Is this just a costless esthetic preference for a different type of urban layout, or a more serious economic problem? I increasingly incline to the latter view. The World Bank’s unbelievably thorough Urban China report from 2014 amounts to an extended argument about the economic costs and lost opportunities resulting from a distributed urbanization policy and the limits to migration in the hukou system:
In an economic sense, these administrative barriers work like an expensive tax on migration; based on current productivity differences between agriculture and urban occupations in industry or services, every 1 percent more migration from rural to urban areas would yield 1.2 percent more GDP. At the current level of mechanization, agricultural surplus labor is estimated to be 105 million people, and this could increase as China’s agricultural modernization accelerates. If China’s migration rates had matched those of Korea’s in the past, China’s economy would be nearly 25 percent larger today.
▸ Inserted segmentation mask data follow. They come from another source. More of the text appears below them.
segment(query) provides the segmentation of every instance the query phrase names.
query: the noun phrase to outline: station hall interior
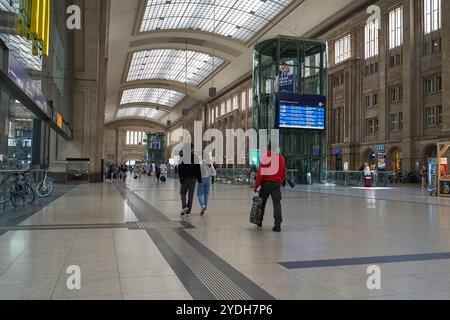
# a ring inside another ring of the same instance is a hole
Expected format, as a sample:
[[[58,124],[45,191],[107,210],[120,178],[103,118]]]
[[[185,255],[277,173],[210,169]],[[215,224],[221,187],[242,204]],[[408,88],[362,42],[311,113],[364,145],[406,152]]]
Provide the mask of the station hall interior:
[[[449,300],[449,56],[444,0],[0,0],[0,300]]]

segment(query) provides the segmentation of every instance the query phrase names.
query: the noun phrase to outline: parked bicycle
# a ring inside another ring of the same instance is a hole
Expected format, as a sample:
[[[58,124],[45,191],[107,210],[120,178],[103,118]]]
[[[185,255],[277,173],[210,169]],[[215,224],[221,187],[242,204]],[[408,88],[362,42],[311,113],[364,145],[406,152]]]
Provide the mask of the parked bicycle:
[[[20,205],[33,204],[36,200],[36,194],[29,183],[28,174],[30,171],[16,173],[14,181],[10,187],[10,200],[12,205],[17,208]]]
[[[55,189],[55,180],[48,176],[48,170],[45,171],[44,180],[38,183],[36,186],[36,193],[40,198],[47,198]]]

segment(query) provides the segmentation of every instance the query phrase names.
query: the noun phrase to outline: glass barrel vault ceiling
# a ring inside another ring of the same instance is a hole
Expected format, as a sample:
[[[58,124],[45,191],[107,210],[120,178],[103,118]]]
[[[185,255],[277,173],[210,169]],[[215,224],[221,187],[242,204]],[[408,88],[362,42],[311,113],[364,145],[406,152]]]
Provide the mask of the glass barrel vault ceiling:
[[[183,98],[184,93],[161,88],[137,88],[123,91],[120,104],[154,104],[174,108]]]
[[[140,51],[133,54],[127,81],[172,80],[198,86],[223,63],[224,60],[220,58],[196,51],[178,49]]]
[[[19,1],[0,0],[0,10],[17,13],[19,10]],[[6,46],[11,50],[22,67],[42,71],[42,61],[39,57],[33,56],[30,41],[16,35],[5,33],[0,33],[0,39],[6,43]]]
[[[167,115],[167,112],[156,110],[153,108],[143,108],[143,107],[132,107],[132,108],[125,108],[125,109],[119,109],[117,111],[117,119],[122,118],[132,118],[132,117],[142,117],[142,118],[149,118],[154,120],[161,120],[165,115]]]
[[[191,29],[247,42],[294,1],[147,0],[140,31]]]

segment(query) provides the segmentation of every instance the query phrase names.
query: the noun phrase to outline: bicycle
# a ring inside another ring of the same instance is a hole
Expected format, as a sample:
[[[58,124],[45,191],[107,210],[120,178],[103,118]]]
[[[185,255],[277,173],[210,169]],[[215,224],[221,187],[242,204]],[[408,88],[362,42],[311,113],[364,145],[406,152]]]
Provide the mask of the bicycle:
[[[23,204],[33,204],[36,200],[36,194],[33,187],[30,185],[27,179],[27,175],[30,171],[24,173],[16,173],[15,180],[12,182],[10,188],[10,200],[14,208],[19,206],[20,200]]]
[[[36,187],[36,194],[40,198],[49,197],[53,193],[53,190],[55,189],[55,186],[53,184],[54,182],[55,182],[54,179],[48,177],[48,170],[45,171],[44,180],[39,182],[39,184]]]

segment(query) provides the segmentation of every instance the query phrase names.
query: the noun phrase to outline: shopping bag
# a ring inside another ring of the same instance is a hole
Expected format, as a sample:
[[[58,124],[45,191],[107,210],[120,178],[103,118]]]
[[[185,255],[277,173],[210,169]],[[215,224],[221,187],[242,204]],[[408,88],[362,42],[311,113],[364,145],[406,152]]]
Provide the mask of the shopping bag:
[[[262,199],[259,195],[253,197],[252,210],[250,212],[250,223],[255,225],[262,224],[263,221],[263,210],[262,210]]]

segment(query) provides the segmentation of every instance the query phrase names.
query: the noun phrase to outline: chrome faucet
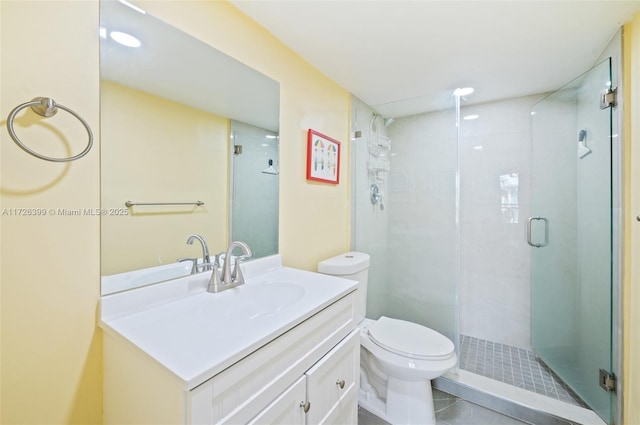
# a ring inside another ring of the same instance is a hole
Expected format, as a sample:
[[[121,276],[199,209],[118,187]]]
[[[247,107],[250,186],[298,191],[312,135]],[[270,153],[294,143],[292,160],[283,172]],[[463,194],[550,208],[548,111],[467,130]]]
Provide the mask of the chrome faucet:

The report argues that China does not need to particularly favor big cities, but that it should adopt neutral urbanization policies rather than continuing to try to limit overall migration and redirect population flows into smaller inland cities. But that argument has not been successful: the “new-style” urbanization plan adopted in 2014 in fact reinforced measures to restrict growth of the largest cities, in the much the same terms as in the 1950s. China is becoming more not less committed to the socialist pattern of urbanization.
More recently in German history, the National Socialists in Germany had similar urbanization policies:
http://www.huffingtonpost.com/lyric-hughes-hale/the-global-politics-of-ci_b_5799556.html
Totally agree with your conclusion. This sort of guided development will likely end in tears. China’s new towns are a way to fund local government and government officials. Local property taxes are an example of a policy that could help even the playing field.
All best, Lyric
This is something else. The chart and it’s pattern tells a different story. It is a paradoxe that New York has declined in relative importance to America but increased to the world. Dallas etc continue to grow faster. Canada and Europe have seen the opposite, one major metro becoming pre-eminent…and decline Montreal and Glasgow.